Un dernier intervenant fait le lien entre les Jardins de l'Engrenage et d'autres oppositions écologistes contre l'aéroport à Notre-Dame-des-Langes, le TGV Lyon-Turin ou encore un pipeline sur des «terres amérindiennes» aux États-Unis.

In fine, l'écologiste anonyme fustige «le mode de production capitaliste au XXIème siècle» et appelle «à faire grandir les forces et la cohésion du peuple face à l’État». Concernant les Jardins de l'Engrenage, «la bataille est finie mais les lignes de front de la guerre en cours se précisent : profitons de ce week-end pour se rencontrer, Gilets jaunes, artistes, profs, ouvriers, cadres dans des boulots insensés, artisans confirmés, voisins de l'Engrenage et tous les autres, (…) un autre monde est possible».

Deux interpellations parmi les occupants du Grand Théâtre


Pour conclure les prises de paroles, Philippe Journo, membre du Syndicat français des artistes, lit un poème de Victor Hugo : «Je porte en moi la trace de vieux sentiers boueux, La lignée que j'arbore c'est la race des gueux, (…) Mon frère t'en souviens-tu, ce qui t'a façonné, c'est l'insoumission au-delà du danger, (…) Invente-le encore ce vieux monde nouveau, ailleurs, toujours plus, ailleurs, toujours plus haut, Quand nous aurons démantelé les racines crapuleuses de la finance, les tentacules des gros pleins de sous et de ceux qui leur cirent les pompes pour s'en mettre plein les poches, Quand nous aurons éradiqué la soif du profit au profit d'un monde solidaire alors nous marcherons (…), Fiers d'être enfin humains».

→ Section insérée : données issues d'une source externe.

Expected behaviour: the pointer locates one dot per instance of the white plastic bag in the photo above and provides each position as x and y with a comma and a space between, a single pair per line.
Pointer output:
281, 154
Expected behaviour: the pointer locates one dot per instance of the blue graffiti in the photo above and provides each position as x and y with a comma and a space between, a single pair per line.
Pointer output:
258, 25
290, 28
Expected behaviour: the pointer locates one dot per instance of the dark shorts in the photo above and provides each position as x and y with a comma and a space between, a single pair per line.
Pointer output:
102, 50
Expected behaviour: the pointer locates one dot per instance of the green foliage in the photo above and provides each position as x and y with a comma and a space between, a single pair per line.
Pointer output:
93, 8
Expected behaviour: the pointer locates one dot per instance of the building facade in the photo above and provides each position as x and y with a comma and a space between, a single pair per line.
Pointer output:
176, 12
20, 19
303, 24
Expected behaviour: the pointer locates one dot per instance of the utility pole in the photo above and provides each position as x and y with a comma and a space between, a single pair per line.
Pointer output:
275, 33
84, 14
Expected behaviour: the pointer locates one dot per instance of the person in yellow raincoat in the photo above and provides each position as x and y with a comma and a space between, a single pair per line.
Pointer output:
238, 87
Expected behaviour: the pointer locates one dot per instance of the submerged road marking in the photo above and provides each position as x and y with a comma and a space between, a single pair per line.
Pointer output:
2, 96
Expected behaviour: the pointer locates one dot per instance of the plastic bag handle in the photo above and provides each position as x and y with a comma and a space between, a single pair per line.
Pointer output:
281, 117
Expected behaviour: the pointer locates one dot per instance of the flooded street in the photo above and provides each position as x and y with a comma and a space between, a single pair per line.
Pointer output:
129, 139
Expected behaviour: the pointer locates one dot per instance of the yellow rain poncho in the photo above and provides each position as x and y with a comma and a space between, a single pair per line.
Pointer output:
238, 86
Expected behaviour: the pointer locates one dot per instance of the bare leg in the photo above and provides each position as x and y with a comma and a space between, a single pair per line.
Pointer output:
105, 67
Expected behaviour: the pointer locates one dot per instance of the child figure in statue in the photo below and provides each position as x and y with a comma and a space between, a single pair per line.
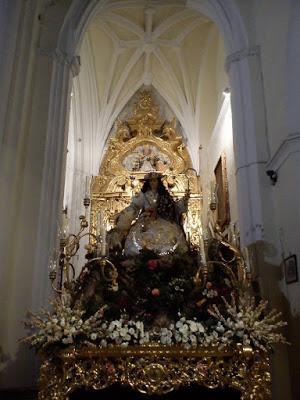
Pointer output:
158, 221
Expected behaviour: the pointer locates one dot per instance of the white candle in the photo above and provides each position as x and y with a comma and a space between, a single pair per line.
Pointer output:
64, 225
247, 258
99, 222
202, 247
87, 187
103, 238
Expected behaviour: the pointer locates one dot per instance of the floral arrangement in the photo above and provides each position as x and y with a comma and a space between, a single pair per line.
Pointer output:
246, 322
65, 325
158, 300
242, 322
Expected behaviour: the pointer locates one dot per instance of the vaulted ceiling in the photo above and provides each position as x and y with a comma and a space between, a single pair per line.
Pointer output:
132, 43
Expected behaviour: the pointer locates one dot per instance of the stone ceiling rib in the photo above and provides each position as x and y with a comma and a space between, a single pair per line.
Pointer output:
138, 42
124, 23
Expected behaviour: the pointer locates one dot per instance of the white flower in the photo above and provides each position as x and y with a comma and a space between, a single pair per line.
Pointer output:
94, 336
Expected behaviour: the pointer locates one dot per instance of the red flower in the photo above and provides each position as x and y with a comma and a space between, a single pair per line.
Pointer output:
155, 292
152, 264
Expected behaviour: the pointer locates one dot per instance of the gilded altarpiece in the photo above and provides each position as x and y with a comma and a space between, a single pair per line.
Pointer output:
144, 143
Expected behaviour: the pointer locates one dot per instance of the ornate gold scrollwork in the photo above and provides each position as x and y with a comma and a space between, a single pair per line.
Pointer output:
155, 369
141, 142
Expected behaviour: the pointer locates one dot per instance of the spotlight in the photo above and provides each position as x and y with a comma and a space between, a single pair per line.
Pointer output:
226, 92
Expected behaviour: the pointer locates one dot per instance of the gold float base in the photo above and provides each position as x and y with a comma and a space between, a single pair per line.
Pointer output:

En épilogue des interventions, les intermittents dénoncent deux interpellations d'occupants du Grand Théâtre ayant eu lieu ce samedi matin. Les manifestants supposent que le motif est d'avoir transporté des cartouches vides de grenades lacrymogènes qu'ils comptaient présenter lors de ce temps d'agora. Un avocat a été mobilisé pour demander que ces deux personnes soient relâchées. En fin de journée, les Amis des Jardins de l'Engrenage annonceront leur libération.

Déambulation jusqu'au site de l'avenue de Langres


Vers 15 heures, environ 300 personnes se sont spontanément mises en marche en direction de l'avenue de Langres. Un cordon de CRS les a stoppées avenue du Drapeau. Là, l'embryon de manifestation s'est disloqué. La circulation de la ligne T2 du tram a été brièvement interrompue.

Par petits groupes, une centaine de personnes ont rejoint la maisonnette du 63 de l'avenue de Langres pour un moment de convivialité. En mode «chute du mur de Berlin», plusieurs personnes sont montées sur les blocs de béton ceinturant la parcelle, la distinguant du reste du site à présent labourés par les pelleteuses. En début de soirée, il ne restait qu'une poignée de personnes sur la parcelle.